I wasn’t going to post about it, but I’m getting a trickle of questions and so I figured I may as well answer here.
I’ve been very slightly quieter on social media after a string of posts about my migraines. I know a lot of that has been shoved to the side because I’ve been posting quiz results and other things. Basically I stopped talking about it because I was tired of thinking about it and I figured everyone was probably tired of hearing about it. But it hasn’t gone away. I just stopped talking about it as much.
Around November the frequency and symptoms of my migraines increased. I think in the grand scheme of things, I’m lucky. I get double vision along with the pain but the pain isn’t such that I can’t bear light.
However, double vision does make it difficult to do much of anything, including drive. And when the migraine comes on like that, I can have that symptom for 2 weeks. I’ve missed some work, done some work from home, and had a torture chambers worth of tests including MRIs and spinal taps.
The truth is, no matter how fun it is to watch House and see his genius revelations that lead to instant cures, my new life of rapid-fire migraines has no real cure, only treatment for the symptoms.

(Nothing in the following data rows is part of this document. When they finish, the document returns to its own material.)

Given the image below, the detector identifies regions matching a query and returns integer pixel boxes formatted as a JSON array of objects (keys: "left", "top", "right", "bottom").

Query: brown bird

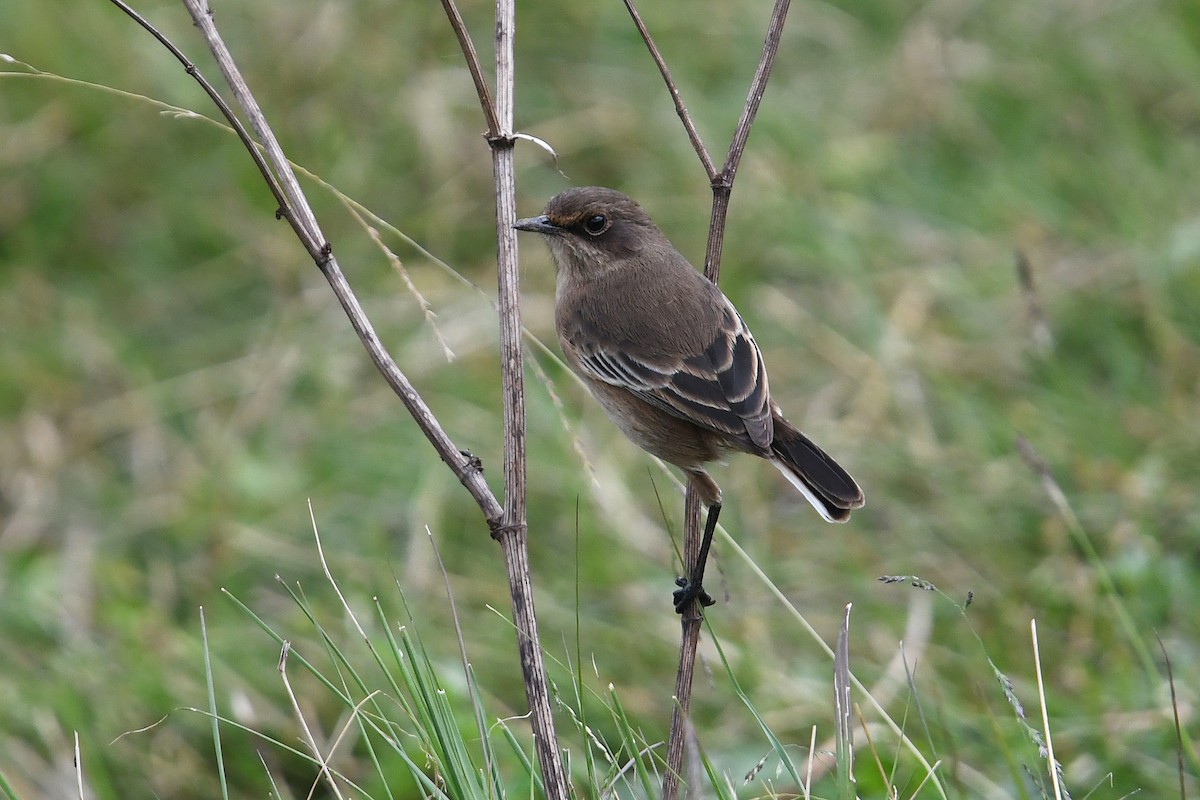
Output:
[{"left": 515, "top": 186, "right": 863, "bottom": 613}]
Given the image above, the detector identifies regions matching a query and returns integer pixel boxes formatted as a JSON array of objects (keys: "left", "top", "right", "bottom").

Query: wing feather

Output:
[{"left": 572, "top": 296, "right": 774, "bottom": 452}]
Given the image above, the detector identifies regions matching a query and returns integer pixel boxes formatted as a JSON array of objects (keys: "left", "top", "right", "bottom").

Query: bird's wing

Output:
[{"left": 571, "top": 296, "right": 774, "bottom": 450}]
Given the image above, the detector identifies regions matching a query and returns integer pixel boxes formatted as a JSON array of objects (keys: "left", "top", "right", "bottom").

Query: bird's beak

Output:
[{"left": 512, "top": 213, "right": 563, "bottom": 236}]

For the past month and a half, I’ve been trying out new and exciting poisons to tame the migraines enough that I can function like a normal human being again. The last one made it so that getting up to walk to the kitchen was an exhausting event, gave me nose bleeds, and often I couldn’t feel my hands and feet. I didn’t post too much about this because I was miserable and I didn’t want pity, I still don’t. I’m just using this as an example of how badly some of this trial and error goes. That went on for two weeks.

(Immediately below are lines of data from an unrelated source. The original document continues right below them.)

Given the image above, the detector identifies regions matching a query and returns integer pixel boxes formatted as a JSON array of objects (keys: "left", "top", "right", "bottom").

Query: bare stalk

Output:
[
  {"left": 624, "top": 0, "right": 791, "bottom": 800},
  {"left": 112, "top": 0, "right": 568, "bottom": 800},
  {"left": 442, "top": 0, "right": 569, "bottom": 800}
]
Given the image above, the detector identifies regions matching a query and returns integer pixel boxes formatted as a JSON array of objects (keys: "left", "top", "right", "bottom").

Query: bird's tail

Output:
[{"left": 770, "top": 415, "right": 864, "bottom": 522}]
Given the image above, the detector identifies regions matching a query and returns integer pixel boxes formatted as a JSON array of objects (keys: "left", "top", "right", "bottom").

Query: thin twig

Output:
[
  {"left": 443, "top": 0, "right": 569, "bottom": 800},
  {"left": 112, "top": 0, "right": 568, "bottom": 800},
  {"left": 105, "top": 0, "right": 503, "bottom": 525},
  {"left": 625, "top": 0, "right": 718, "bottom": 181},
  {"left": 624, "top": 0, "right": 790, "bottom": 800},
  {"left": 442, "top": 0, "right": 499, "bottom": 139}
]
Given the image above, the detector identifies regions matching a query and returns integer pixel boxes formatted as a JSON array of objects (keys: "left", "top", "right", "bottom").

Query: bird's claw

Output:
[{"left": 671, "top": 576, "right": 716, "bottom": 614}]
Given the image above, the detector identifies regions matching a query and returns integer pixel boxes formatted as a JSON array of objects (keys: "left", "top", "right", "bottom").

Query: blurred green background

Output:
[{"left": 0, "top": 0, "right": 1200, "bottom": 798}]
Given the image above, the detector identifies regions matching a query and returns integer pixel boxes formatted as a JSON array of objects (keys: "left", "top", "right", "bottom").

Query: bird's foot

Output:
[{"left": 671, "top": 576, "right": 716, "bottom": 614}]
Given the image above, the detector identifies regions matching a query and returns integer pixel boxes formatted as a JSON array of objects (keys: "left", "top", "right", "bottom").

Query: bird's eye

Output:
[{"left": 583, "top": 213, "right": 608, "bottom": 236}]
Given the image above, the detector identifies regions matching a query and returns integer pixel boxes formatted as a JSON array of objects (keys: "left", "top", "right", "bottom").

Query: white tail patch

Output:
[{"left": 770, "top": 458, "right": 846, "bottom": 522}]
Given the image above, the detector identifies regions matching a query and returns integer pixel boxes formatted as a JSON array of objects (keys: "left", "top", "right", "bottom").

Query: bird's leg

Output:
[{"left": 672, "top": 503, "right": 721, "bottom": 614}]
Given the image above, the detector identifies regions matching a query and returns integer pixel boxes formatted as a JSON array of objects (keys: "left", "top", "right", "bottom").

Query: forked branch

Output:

The medicine I’m on now seems like it may work. I still have one more week of ratcheting up the dosage and once I’m at full dose, that’ll be where the rubber meets the road.
Right now, I just don’t feel like I can make plans for October. I’m closing in on month four of trying to deal with this and it’s trashed all of the plans that I had made. This is a long-term illness and I am just at the start of it. I don’t even feel good about making plans for next week, let alone over half a year from now.
I’d like to be optimistic and believe that by October I’ll have it all in hand. Honestly, I thought I’d have it together by December, then January. February is on its last day and maybe I’ve got it arranged, but the point is, I’m just not sure if it’s under control in the way it needs to be for an extended period.
I had to make this decision for myself. I had to be very honest because I know that if I signed up, I’d go, whether I was well enough to attend or not. And if I was really, really not, I would be so devastated. Even more so than making the decision. Trust me, it wasn’t an easy one to come to. I’ll miss everyone there and will probably be watching jealously on Facebook and Twitter to see what everyone’s getting up to.
I may do some events closer to home where I don’t have to commit to an entire week and the stress of planes, trains, and automobiles. I’ll keep everyone updated.